До того дня Бог никогда не оставлял меня совсем, а я никогда не отступалась от Него окончательно. Но в тот день в моей внутренней жизни что-то оборвалось и все в ней стало совершенно иным. Мне кажется, я и до этого порой пребывала уже не только во власти Бога, но оказывалась на границе иной власти. Я имею в виду того, кого называют князем мира сего. Однако мир здесь ни при чем: с ним, князем мира сего, имеют дело лишь дети Божьи, отпавшие от Бога. Я имела с ним дело, и он принудил меня к тому, чего так и не смогла добиться от меня Любовь Божья: он заставил меня отречься от себя самой. Ведь тот, о ком я говорю, не нежен и не деликатен, как любовь Божья; и, как только он услышит это абсолютное «нет», он тотчас же получает и «да» – «да» абсолютной бессмысленности собственной души. Мне пришлось отбросить ее от себя, как кусок земли! Ибо душа человека крепится во Вселенной единственно благодаря милосердию Божию, и стоит ей только отделиться от него, как ее уже невозможно распознать. Она как бы вдруг погружается в слепую материю, а вынырнув из нее, уподобляется нечистой силе, обитающей в пустых домах: в нее не верят. В нее уже не верят, даже если человек потом все же признает Бога и Его Церковь; как раз тогда-то он и теряет свою душу все больше и больше. Ибо это признание есть суд – человек сам себе выносит проклятие. И поэтому тот, о ком я говорю, подталкивает человека, уже покорившегося его власти, именно к этому признанию. В то время я, как преступник, которого тянет на место преступления, постоянно говорила о Боге и о Церкви. Я делала это не только на свою собственную погибель, но и на погибель своих слушателей. Ибо эти свидетельства не воодушевляют, а убивают.
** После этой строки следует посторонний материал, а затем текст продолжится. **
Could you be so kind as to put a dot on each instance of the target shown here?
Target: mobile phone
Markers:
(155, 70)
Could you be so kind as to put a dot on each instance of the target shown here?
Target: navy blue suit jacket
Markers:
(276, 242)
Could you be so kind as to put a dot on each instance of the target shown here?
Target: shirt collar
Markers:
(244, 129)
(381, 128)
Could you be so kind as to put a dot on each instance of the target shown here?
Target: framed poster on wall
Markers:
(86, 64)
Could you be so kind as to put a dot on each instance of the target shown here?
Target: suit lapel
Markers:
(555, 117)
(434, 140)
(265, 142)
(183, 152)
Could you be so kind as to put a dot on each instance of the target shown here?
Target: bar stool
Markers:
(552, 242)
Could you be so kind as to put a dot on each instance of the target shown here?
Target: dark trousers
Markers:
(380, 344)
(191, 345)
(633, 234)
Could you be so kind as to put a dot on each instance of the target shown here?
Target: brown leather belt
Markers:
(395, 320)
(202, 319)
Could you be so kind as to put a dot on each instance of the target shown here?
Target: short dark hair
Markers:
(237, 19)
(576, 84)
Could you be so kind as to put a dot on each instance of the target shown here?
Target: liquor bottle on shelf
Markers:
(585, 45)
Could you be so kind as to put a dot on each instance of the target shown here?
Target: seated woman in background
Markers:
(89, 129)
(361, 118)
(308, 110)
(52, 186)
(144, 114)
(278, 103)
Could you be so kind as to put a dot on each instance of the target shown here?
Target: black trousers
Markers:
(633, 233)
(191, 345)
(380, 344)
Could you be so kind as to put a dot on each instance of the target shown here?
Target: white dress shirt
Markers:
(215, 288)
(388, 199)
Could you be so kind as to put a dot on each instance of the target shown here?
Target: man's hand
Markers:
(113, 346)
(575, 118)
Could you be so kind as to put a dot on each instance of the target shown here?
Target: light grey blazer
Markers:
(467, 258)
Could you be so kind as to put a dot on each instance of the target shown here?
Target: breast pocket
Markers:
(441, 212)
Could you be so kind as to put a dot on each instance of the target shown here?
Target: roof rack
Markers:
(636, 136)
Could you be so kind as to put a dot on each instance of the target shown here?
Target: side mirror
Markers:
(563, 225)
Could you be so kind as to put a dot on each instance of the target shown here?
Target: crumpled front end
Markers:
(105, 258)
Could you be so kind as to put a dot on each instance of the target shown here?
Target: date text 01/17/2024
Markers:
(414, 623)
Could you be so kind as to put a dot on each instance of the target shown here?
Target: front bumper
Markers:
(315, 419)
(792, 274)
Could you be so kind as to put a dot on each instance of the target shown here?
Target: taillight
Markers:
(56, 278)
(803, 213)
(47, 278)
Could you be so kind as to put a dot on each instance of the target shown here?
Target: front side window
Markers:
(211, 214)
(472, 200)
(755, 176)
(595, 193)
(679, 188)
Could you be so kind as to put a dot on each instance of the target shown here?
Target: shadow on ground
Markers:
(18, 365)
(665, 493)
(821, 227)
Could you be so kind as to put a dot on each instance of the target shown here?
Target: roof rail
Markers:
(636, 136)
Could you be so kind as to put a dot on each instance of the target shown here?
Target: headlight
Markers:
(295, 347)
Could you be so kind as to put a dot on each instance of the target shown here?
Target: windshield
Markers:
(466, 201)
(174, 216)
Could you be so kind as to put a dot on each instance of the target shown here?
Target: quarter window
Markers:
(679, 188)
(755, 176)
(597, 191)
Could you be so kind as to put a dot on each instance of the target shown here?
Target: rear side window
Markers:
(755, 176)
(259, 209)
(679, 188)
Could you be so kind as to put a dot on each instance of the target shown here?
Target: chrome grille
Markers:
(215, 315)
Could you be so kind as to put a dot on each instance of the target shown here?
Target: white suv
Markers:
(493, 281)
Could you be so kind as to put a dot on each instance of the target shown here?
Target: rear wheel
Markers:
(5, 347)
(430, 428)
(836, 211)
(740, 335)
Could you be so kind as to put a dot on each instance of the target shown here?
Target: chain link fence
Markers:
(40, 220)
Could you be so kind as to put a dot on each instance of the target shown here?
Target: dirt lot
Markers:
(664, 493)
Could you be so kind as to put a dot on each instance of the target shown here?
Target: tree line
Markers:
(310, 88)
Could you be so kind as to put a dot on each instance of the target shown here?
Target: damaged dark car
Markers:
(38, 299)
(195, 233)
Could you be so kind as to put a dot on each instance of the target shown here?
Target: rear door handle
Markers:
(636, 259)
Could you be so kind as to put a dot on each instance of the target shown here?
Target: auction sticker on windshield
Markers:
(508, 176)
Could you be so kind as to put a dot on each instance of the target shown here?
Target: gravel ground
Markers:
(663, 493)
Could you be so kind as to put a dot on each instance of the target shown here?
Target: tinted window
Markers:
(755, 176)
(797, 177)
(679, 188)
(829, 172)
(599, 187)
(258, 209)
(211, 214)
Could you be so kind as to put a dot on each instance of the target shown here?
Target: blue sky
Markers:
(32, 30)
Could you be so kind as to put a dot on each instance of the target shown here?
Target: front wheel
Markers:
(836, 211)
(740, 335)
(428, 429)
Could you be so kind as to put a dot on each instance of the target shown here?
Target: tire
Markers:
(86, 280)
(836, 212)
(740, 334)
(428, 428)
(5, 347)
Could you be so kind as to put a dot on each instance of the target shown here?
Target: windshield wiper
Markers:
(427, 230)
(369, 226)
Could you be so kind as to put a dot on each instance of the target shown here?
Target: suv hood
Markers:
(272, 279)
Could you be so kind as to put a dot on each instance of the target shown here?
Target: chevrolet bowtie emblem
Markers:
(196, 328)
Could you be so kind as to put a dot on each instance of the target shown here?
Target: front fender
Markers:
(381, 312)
И все же в то время я еще не была совершенно неверующей. У меня не было ни любви, ни смирения, ни надежды, но я еще не утратила чувство вины. Я тогда хорошо сознавала, что должна буду держать ответ перед Богом не только за свою собственную душу, но и за душу Вероники, и теперь уже в некоей совершенно по-иному страшной глубине, чем прежде. Вначале судьба ребенка, как казалось, повторяла мою судьбу, ведь мы, как скалолазы, были связаны одной веревкой. Я со своим чувством вины еще верила в Бога. Но чувство вины – это еще не последняя форма веры: последняя форма веры приходит тогда, когда ты уже не в силах переносить чувство вины, когда эта мука становится столь ужасной, что порождает ненависть. Я тогда оттолкнула от себя все, что могло напомнить мне о Боге, – и крест, и четки, и требник; их вид жег меня, как огонь. И это и есть последняя форма веры. Лишь тогда, когда погаснет даже ненависть к Богу, у человека уже и в самом деле не остается ни капли веры. И вот тут-то как раз и начинается страшное, глумливо-злорадное торжество того, в чьей власти я находилась: я, всегда так испуганно державшаяся за свою душу, что даже не хотела до конца открыться Божественной любви, – я открылась в своем страхе человеку; но не человеку в его сострадании, а человеку в его дерзкой самонадеянности. Я раскрыла перед этой самонадеянностью те глубины своей души, о которых вправе судить один лишь Бог. Церковным таинствам я предпочла науку: я исповедовалась врачу и получила то единственное отпущение, которое может даровать мирская жизнь, – абсолюцию психиатра, в глазах которого нет неискупимых грехов, потому что нет души, способной отречься от Бога. И эта абсолюция дала мне тот ужасный мир, которым сегодня живут тысячи, чья болезнь не что иное, как отреченность от мира Божьего! Ибо даже те, что далее всех отстоят от Бога, связаны с Ним этим «либо-либо», иначе бы они не жили.